Selection of teachers important too
Chukka Ramaiah: Selection of Teachers Important Too, This reaffirms my conviction that miracles in education are more a matter of mentor and ward relationships and bonding than a matter of infrastructure, technology and rigorous drilling by purely academically qualified faculty.
In any sincere learner’s life, it is a great fortune to be guided by a good teacher and likewise in a good teacher’s life, it is a greater fortune to be able to guide good learners. When a happy coincidence brings forth such momentous interactions, one need not wonder if the wards outshine their tutors or mentors and rise to iconic heights. Just like I do, I am sure that all proud teachers cherish their memories of the alchemy which their sincere and simple exchanges had on their wards, just as all good students recall the impact of their favorite mentors in making them what they are. This reaffirms my conviction that miracles in education are more a matter of mentor and ward relationships and bonding than a matter of infrastructure, technology and rigorous drilling by purely academically qualified faculty.

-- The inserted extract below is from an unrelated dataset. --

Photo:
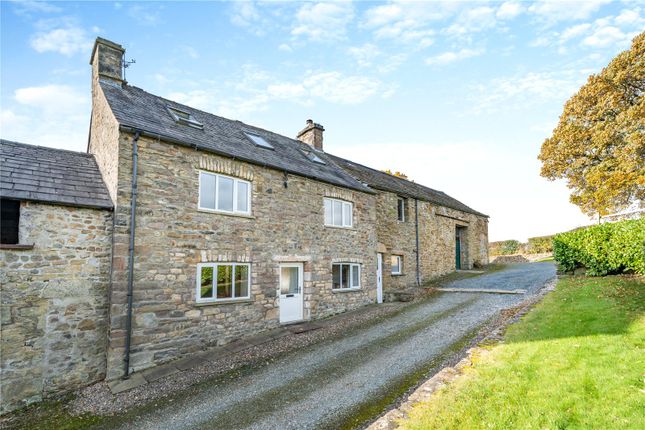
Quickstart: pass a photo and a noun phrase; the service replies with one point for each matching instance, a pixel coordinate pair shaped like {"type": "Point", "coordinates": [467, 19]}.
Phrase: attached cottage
{"type": "Point", "coordinates": [55, 250]}
{"type": "Point", "coordinates": [181, 230]}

This week, I had an opportunity to share my views in this regard with one of my sisters who was concerned at our teacher selection process which gives more importance to academics while ignoring other crucial aspects that make a true teacher. I agreed with her that while selecting teachers for residential schools like Navodaya Vidyalayas, Kendriya Vidyalayas, Model schools and their like, the interviewers need to look out also for some vital signs like enthusiasm, good sense of humor, a friendly nature, genuine love for the learners, emotional balance, flexibility etc. If he or she lacks the humane touch, one can never gauge the havoc, the psychological torture a so-called teacher can cause on the young minds that stay away from home, relying on the teachers’ guidance and affection in their formative years.
Being a teacher in such schools is a great challenge, it not only demands 24/7 involvement but the willingness to mingle with the adolescents in a supportive, positive way, gain their trust, be a role model and become a part of the huge ‘family’ of students and peers in an ideal way. My experience in such residential schools in different capacities has enriched my life and has at the same time increased my concern for the ‘young vulnerables’. Those who are tempted to work here for the monetary benefits and other incentives may get selected if they have the hardskills, but it would be a great injustice to the stakeholders and would undermine our vision of encouraging the all-round development and fostering a healthy attitude in our young learners.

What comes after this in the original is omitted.